The tumor hamster cell line H-19 harbors a single copy LTR, v-src, LTR provirus that becomes permanently transcriptionally suppressed in morphological revertants segregating at high rate from this cell line. Our previous data document that the provirus suppression is mediated by epigenetic cell-regulatory mechanisms. In this report, we concentrate on cellular sequences neighboring the integration site. The locus is unique for Syrian hamster and is not detectable in DNA of several animal species. No restriction sites that usually hint at the presence of CpG islands were found in the significantly close vicinity of the provirus.
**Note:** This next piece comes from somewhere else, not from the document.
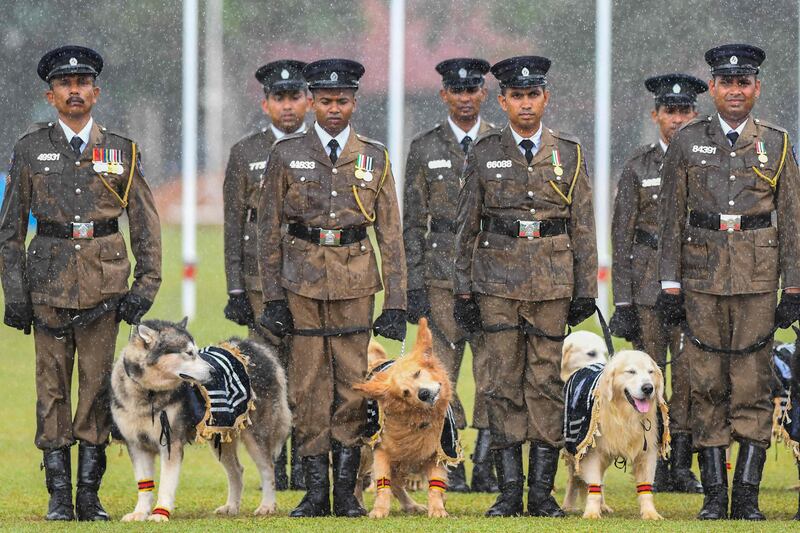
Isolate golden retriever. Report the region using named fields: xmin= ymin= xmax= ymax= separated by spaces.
xmin=561 ymin=334 xmax=669 ymax=520
xmin=353 ymin=318 xmax=452 ymax=518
Nevertheless, the chromosomal DNA flanking the provirus is rich in GC content (57.8%). We localized a 0.5-kb region downstream from the provirus that remarkably inhibits transcription in the transient expression assay and is effective both on the homologous RSV LTR promoter/enhancer and heterologous SV40 promoter. We propose that a cellular trans-acting factor is involved in the silencing of the reporter gene. Since this activity is comparable both in transformed and revertant cells, we speculate that this down-regulatory region makes the permissive integration locus prone to provirus silencing initiated by other fluctuating stimuli.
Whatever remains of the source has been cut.